24 luglio 2022

Gualtieri di San Lazzaro e la rivista “XXe Siècle”

"XXe Siècle",n. 1, 1951 copertina - Fondo Gualtieri di San Lazzaro e Maria Papa

“XXe Siècle”, 1951 copertina – Fondo Gualtieri di San Lazzaro e Maria Papa

A distanza di tempo Gualtieri di San Lazzaro rimane una figura per molti versi sfuggente, come tutte quelle figure che hanno fatto da cerniera negli scambi culturali internazionali. Il suo stesso profilo professionale, del resto, lo poneva a un crocevia significativo: scrittore per vocazione, e autore di alcuni romanzi a sfondo autobiografico, aveva dovuto sacrificare la sua propensione per le lettere per dedicarsi a pieno all’editoria d’arte che, quando da Roma approdò ventenne a Parigi, nel 1924, gli aveva dato un’identità e un ruolo nel sistema delle arti. È questo, infatti, il cuore del fondo dedicato a lui e a Maria Papa (sua moglie dal 1959) custodito presso il Centro APICE, dove si conservano materiali epistolari in larga parte relativi alla storia della rivista “XXe Siècle”, oltre a una serie completa della rivista stessa, interamente digitalizzata.

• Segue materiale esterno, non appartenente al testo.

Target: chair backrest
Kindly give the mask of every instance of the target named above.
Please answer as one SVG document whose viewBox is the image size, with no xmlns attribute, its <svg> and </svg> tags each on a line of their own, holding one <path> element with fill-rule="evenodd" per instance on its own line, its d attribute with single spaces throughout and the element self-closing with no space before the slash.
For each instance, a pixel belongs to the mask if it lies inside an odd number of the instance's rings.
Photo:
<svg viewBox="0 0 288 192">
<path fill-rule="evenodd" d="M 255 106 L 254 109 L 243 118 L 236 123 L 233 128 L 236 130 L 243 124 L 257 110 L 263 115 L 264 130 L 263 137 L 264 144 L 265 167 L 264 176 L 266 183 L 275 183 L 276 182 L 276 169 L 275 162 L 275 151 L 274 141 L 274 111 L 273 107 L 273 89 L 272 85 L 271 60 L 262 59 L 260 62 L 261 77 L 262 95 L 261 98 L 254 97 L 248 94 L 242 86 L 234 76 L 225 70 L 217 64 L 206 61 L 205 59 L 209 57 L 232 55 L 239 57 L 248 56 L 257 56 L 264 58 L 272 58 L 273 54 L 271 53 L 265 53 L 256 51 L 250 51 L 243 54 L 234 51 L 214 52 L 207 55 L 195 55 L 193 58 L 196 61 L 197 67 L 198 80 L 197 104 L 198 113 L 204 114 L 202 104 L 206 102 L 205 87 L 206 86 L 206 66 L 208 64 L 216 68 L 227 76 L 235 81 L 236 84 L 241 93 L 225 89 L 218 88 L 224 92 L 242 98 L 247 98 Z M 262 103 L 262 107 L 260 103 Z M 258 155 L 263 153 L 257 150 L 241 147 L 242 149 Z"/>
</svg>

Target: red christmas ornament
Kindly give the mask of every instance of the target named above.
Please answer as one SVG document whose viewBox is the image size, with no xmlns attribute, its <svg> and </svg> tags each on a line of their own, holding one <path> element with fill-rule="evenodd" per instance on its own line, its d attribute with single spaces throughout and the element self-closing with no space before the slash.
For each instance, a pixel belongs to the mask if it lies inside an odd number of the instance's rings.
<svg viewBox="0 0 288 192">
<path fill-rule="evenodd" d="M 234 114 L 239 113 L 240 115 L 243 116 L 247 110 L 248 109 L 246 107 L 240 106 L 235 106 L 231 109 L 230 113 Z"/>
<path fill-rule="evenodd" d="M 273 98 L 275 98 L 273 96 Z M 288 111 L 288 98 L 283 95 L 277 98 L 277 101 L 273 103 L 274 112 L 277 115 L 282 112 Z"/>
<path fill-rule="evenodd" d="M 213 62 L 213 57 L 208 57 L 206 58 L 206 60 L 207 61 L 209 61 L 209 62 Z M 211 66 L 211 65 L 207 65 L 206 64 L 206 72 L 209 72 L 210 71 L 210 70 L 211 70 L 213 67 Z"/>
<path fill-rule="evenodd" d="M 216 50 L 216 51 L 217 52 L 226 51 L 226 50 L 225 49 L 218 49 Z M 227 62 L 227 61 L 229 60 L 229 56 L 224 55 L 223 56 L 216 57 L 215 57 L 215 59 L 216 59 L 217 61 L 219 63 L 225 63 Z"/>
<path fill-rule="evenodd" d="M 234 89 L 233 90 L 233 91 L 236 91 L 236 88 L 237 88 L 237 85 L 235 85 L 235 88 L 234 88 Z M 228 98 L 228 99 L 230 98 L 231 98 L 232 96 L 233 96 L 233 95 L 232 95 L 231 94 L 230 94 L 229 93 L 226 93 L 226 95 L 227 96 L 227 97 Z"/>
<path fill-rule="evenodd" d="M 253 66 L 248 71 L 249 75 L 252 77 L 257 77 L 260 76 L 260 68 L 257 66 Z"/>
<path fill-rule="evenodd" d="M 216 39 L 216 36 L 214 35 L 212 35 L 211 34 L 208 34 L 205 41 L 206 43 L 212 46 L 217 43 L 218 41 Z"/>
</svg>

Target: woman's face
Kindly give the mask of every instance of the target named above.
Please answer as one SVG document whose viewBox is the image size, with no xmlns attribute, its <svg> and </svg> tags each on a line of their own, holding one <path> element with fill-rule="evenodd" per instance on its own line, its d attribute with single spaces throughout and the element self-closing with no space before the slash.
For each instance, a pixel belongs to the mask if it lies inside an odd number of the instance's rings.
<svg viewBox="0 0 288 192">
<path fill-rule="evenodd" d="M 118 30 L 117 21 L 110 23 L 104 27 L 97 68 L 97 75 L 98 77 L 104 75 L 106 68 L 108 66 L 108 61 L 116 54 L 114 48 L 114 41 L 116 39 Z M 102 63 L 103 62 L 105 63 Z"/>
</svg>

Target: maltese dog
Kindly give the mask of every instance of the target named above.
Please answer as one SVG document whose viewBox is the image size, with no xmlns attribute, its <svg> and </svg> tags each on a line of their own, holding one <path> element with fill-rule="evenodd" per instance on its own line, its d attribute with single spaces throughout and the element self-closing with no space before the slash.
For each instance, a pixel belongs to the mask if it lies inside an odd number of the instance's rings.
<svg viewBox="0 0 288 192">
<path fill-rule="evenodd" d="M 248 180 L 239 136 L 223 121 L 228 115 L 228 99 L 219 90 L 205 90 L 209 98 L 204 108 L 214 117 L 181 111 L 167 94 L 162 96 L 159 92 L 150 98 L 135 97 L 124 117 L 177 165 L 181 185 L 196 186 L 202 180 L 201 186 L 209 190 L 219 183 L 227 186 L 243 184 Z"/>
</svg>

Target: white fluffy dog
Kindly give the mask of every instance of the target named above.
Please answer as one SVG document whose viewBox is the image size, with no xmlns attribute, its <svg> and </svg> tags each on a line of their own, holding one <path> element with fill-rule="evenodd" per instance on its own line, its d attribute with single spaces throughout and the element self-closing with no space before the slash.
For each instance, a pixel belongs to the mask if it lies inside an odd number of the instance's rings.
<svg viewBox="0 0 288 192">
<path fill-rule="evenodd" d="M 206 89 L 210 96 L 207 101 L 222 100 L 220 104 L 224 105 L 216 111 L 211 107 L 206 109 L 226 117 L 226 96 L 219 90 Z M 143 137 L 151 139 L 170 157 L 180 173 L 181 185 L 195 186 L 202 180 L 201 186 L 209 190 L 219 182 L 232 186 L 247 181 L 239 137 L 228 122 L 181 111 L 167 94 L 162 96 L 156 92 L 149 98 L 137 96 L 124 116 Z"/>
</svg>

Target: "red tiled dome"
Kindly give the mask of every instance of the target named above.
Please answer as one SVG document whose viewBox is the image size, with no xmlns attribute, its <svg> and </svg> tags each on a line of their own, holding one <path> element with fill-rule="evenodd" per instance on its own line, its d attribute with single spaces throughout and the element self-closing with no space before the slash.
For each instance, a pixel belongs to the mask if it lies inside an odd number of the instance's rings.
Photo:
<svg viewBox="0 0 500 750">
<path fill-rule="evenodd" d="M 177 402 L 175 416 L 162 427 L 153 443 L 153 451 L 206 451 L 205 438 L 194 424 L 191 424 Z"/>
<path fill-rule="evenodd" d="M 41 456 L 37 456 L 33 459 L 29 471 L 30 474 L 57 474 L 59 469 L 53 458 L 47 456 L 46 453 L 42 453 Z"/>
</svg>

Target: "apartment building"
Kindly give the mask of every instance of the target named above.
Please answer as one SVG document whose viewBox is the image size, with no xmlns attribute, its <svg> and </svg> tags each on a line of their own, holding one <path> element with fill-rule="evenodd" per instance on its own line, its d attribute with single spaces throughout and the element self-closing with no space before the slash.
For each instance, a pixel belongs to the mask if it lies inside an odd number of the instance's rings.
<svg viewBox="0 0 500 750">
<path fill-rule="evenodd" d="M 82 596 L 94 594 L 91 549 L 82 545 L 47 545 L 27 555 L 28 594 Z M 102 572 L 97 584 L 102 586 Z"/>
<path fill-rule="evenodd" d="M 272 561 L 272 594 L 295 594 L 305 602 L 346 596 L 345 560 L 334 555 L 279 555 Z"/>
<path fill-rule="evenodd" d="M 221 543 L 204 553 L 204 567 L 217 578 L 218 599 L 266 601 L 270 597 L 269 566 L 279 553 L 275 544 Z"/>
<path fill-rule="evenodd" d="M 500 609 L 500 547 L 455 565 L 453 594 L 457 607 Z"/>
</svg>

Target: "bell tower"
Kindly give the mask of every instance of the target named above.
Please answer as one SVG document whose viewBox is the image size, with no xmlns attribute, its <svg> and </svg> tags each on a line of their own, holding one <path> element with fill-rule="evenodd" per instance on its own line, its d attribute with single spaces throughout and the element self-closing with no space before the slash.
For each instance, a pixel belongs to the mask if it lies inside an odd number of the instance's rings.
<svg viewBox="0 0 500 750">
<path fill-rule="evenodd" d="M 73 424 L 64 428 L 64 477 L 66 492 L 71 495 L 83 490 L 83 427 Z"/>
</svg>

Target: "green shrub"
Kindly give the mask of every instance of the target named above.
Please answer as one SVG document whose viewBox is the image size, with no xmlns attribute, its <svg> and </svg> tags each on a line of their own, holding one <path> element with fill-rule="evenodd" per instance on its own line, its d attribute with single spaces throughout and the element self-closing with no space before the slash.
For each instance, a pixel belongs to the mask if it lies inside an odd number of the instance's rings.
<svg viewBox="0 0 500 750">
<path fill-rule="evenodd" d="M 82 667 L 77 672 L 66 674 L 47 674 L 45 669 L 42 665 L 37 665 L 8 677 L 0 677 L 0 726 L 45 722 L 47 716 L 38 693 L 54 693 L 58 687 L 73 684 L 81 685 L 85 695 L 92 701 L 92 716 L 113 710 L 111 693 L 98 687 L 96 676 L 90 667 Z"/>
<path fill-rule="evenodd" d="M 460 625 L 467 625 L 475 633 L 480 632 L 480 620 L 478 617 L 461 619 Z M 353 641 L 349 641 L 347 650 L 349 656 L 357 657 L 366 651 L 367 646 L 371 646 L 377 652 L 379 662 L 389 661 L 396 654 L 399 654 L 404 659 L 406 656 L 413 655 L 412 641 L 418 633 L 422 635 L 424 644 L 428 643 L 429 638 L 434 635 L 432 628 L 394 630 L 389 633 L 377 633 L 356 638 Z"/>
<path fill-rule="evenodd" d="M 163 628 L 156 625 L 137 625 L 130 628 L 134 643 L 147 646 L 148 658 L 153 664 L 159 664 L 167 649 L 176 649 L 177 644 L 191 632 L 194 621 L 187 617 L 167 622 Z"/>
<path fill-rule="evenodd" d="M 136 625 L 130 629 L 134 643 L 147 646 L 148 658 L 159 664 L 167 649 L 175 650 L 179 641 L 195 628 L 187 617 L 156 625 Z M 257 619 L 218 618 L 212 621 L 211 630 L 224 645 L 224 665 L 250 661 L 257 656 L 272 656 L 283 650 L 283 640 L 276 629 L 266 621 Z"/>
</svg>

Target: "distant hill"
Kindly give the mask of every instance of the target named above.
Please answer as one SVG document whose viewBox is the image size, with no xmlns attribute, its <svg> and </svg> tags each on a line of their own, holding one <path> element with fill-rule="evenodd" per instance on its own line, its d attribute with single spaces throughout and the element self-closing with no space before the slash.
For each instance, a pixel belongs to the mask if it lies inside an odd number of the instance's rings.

Nato a Catania nel 1904, ma presto girovago in più città italiane, precocemente San Lazzaro aveva scelto di sostituire il proprio nome di battesimo, Giuseppe Papa, con un insolito pseudonimo che a molti parve avere un suono araldico e nobiliare, con cui adolescente firma i primi racconti sulle “Cronache di attualità” di Bragaglia, a cui farà un’ideale prosecuzione, a Parigi, con “Chroniques du jour”, nato come rivista e rapidamente trasformata in casa editrice. Nel 1934, a riguardo, dirà che sua intenzione era « fare della monografia non un oggetto di studio ma di godimento. Il libro, secondo me, doveva entusiasmare, come una bella esposizione».

A questo principio sarebbe rimasto sempre fedele, specialmente da quando nel 1938 darà vita a “XXe Siècle”, la rivista con grafiche d’autore originali, che dirigerà fino alla morte, avvenuta a Parigi nel 1974. “XXe Siècle” incarnava l’idea di una rivista bella da vedere e da sfogliare, attenta al panorama delle avanguardie fra seconda École de Paris e istanze “autre” e ai loro corrispettivi europei. Per accentuare quell’aspetto di rivista bella come un’opera d’arte aveva chiesto ad alcuni dei protagonisti delle avanguardie storiche, da Mirò ad Arp, a Ernst e Giacometti, di realizzare per la copertina della rivista un disegno da riprodurre in litografia e imprimere su fondi coloratissimi, realizzando una vera e propria galleria. Tutto questo, con le sue riproduzioni di grande formato e di impeccabile qualità tipografica, oltre a non poche riproduzioni a colori, facevano della rivista di San Lazzaro un oggetto da collezione – lontano forse dallo spirito e dalle tensioni che animavano le pubblicazioni militanti coeve ma attendo al dibattito e alle sue trasformazioni – e uno strumento di aggiornamento sulle tendenze dell’arte attuale e sulle grandi mostre. Forse per questo l’interesse di San Lazzaro andava principalmente verso i poeti e gli scrittori d’arte che per gli storici dell’arte e i nuovi critici: a monte della sua rivista rimaneva quel modello di critica d’arte, erede di Baudelaire, che si era formato sui giornali. San Lazzaro stesso, del resto, aveva prestato costantemente la propria penna alla stampa periodica, unendo le ragioni dell’arte e quelle della vita. Aveva raccontato a puntate la vita a Parigi durante la guerra, radunando poi in volume quei testi col titolo Parigi era morta. Ma soprattutto, aveva raccontato cos’era stata Parigi nel suo momento più alto, intrecciando la propria biografia in terza persona con aneddoti e incontri con artisti, scrittori e personaggi del sistema artistico parigino perché, come ebbe a scrivere negli anni Sessanta, più che le opere aveva preferito collezionare l’amicizia degli artisti. Tutto questo era materia del suo romanzo più importante, che pubblicherà dapprima nel 1949, poi di nuovo nel 1966, che fin dal titolo portava un’eco di nostalgia: Parigi era viva.